# Base embedding table

Adding route to custom libraries

In [1]:
import sys
import os


dirname = os.path.abspath(os.path.join(os.getcwd(), "..", "..", "scripts/lib"))
sys.path.append(dirname)

## Setting Hyperparameters

In [2]:
# The max block size (also known as max context) [in tokens]
block_size = 8

# How much does the test/validation set represent of the total data
test_train_split_ratio = 0.1

## Importing libraries

In [3]:
import torch

from utils.compile import compileFolder
from utils.tokenizer import CharTokenizer, END_CHAR
from utils.datasets import TextChunksDataset, split_dataset, get_batch

## Setting up the data and other

In [4]:
# Importing the data
raw_data = compileFolder('tate')

# Creating the tokenizer
tokenizer = CharTokenizer(raw_data)

# Tokenizing and creating the dataset object
data = TextChunksDataset(raw_data, block_size, tokenizer)

In [5]:
train_data, test_data = split_dataset(data, 0.1)

## Creating the model class

In [6]:
import torch.nn as nn
from torch.nn import functional as F

class BigramLanguageModel(nn.Module):
    def __init__(self, vocab_size: int | CharTokenizer | TextChunksDataset):
        super().__init__()

        if type(vocab_size)==TextChunksDataset:
            vocab_size=len(vocab_size.tokenizer)
        elif type(vocab_size)==CharTokenizer:
            vocab_size=len(vocab_size)
        # each token has a probability distribution of appearing depending on the last token
        self.token_embedding_table = nn.Embedding(vocab_size, vocab_size)

    def forward(self, idx, targets=None):
        # idx and targets are both (B,T) tensor of integers
        logits = self.token_embedding_table(idx) # (B,T,C)

        if targets is None:
            loss=None
        else:
            B, T, C = logits.shape
            logits = logits.view(B*T, C)
            targets = targets.view(B*T)
            loss = F.cross_entropy(logits, targets)
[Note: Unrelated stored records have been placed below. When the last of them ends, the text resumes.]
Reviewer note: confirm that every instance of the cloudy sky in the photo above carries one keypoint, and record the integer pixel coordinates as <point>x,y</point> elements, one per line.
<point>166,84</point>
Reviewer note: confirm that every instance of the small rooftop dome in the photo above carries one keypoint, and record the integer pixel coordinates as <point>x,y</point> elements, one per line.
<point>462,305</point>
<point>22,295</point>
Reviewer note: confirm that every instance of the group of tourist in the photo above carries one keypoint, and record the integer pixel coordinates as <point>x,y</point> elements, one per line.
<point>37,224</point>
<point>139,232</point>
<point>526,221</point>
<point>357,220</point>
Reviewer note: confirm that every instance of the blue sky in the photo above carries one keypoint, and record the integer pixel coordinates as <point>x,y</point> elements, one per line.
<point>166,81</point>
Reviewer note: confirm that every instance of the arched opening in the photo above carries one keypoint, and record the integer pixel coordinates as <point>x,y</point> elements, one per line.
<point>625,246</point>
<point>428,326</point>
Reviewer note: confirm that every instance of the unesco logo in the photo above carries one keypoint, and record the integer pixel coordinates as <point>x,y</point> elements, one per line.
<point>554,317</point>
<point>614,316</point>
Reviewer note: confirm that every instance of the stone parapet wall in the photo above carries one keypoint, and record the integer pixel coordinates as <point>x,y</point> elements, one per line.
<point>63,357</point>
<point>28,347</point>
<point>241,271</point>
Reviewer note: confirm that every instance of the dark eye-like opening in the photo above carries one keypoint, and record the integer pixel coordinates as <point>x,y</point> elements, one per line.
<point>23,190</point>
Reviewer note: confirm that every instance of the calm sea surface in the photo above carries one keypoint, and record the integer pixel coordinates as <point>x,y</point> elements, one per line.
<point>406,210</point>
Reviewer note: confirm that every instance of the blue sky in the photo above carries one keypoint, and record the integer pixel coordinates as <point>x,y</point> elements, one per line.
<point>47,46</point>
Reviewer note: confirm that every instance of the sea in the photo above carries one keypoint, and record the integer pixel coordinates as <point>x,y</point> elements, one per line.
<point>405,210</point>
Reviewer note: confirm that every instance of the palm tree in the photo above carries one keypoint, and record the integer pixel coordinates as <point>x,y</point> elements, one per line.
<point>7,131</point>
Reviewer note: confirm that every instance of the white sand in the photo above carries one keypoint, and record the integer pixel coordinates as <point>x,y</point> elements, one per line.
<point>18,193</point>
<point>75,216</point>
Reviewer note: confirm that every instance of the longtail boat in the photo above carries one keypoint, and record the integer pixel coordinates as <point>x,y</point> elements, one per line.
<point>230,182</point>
        return logits, loss
    
    def generate(self, idx, max_new_tokens: int):
        for _ in range(max_new_tokens):
            # get the predictions
            logits, loss = self(idx)
            # focus only on the last time step
            logits = logits[:,-1,:]
            # apply softmax to get the probabilities
            probs = F.softmax(logits, dim=1)
            # sample from the distribution
            idx_next = torch.multinomial(probs, num_samples=1) # (B, 1)
            # append sampled text to the running sequence
            idx = torch.cat((idx, idx_next), dim=1) # (B, T+1)
        return idx
        

In [7]:
torch.manual_seed(89)
m = BigramLanguageModel(train_data)
xb, yb = train_data[:10]
out = m(xb, yb)
print(out[0].shape)
print(out[1])

torch.Size([80, 80])
tensor(4.8054, grad_fn=<NllLossBackward0>)


In [8]:

print(tokenizer.decodeText(m.generate(idx= torch.zeros((1,1), dtype=torch.long), max_new_tokens=100)[0]))


3!!UvlMHTU.Sf=NBelz89HkL:Tz!HwuF=cim>.B/:/:8kFrPuKcNF%3H5fVea-81"2ySkTZpaHJkDgqjBAghxaq=1'3XUC4,eR Y


The result is random characters

## Training the model

In [9]:
# create a PyTorch optimizer
optimizer = torch.optim.AdamW(m.parameters(), lr=1e-3)

In [10]:
batch_size = 32
num_epochs = 100

# verbose
show_loss_each_epoch = 10

for steps in range(num_epochs):

    # sample a batch of data
    xb, yb = get_batch(train_data, batch_size)

    # evaluate the loss
    logits, loss = m(xb, yb)
    optimizer.zero_grad(set_to_none=True)
    loss.backward()
    optimizer.step()
    if (steps+1)%show_loss_each_epoch==0:
        print('loss :',loss.item())

loss : 4.918609619140625
loss : 4.963029384613037
loss : 4.9680352210998535
loss : 4.9516215324401855
loss : 4.852038383483887
loss : 4.976519584655762
loss : 4.953675746917725
loss : 4.949826717376709
loss : 4.8634185791015625
loss : 4.948612213134766


In [11]:
print(tokenizer.decodeText(m.generate(idx= torch.zeros((1,1), dtype=torch.long), max_new_tokens=100)[0]))


xL10UJvyQ5N8Rm:cPKlPz%Fj!8FL uagbvvIX,YZKcl!PJlr'W-DehzJlQDfOfcmpHFv=!%vQK.l soM…T1Vg6C,%qDmI:!PN2H*


> **Note** : So far, this model only looks at the previous character, so there is no context

To use this model directly, you can import it from `transformers.educational`

In [12]:
from transformers.educational import BigramLanguageBaseModel